Video surveillance is allowed in workers’ compensation cases and is often used to make sure a petitioner is telling the truth about the extent of his injuries or the limitations he has as a result of his work injuries. If video surveillance shows a petitioner engaging in activities that he has told his doctors he can’t do, this might raise the issue of fraud.
The general rule about using surveillance video during a workers’ compensation trial is that its existence has to be indicated on the Pre-Trial Memorandum. The Pre Trial Memorandum is filled out by the parties and the Judge and lists all of the witnesses the parties will call at trial as well as the issues in dispute.
However, in the recent case, Louis Dubrel v. Maple Crest Auto Group, decided by the Appellate Division on January 30, 2012, the Respondent was able to introduce surveillance video after the petitioner testified. In this particular case, the petitioner testified that he had sustained permanent injuries to his neck and low back from an injury at work in February 2004. The petitioner testified that before his injury he was able to travel, go fishing with his kids, and ride off road motorcycles. The petitioner also testified that he was not able to trailer horses any longer. He had enjoyed a hobby of raising horses for harness racing but was no longer able to ride horses, train horses, trailer horses, or care for them. He and his brother still had horses but he said that he only participated “by brain”.
After petitioner testified, the respondent conducted an investigation with surveillance and determined that the petitioner was still very involved in harness racing. Surveillance showed the petitioner working on his farm, doing carpentry, taking care of animals, etc.

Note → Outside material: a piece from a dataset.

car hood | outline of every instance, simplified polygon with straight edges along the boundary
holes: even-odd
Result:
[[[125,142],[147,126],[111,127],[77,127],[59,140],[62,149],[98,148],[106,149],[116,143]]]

In the video and according to the surveillance investigator, the petitioner was unimpaired in his activities of daily living. The petitioner was then presented with the videotape and informed that the employer was going to call the surveillance agent and the claims adjuster at trial.
The video was shown, over the objection of petitioner’s counsel. The adjuster testified about what she had discovered on the horse racing websites. The Workers’ Compensation Judge noted that one week before petitioner’s testimony in court, he was the driver of “Finest Firewater” in a qualifying race in Delaware. The Judge found that the statement that petitioner could no longer ride horses was purposely and knowingly false. He further found that it was clear from the context of the petitioner’s remarks that the statements were made to obtain workers compensation benefits fraudulently.
In their decision, the Appellate Division approved the inclusion of surveillance video obtained after the petitioner testified because it was “relevant to prove or disprove a fact in issue.”The Appellate Court found that the video surveillance were not “surprise witnesses” and the Compensation judge had not abused his discretion by letting that testimony into the case. The Appellate Court ruled that although surveillance tapes made after the start of trial should generally be excluded, an exception arises where the employer could not be aware of the circumstances necessitating the surveillance before the start of trial.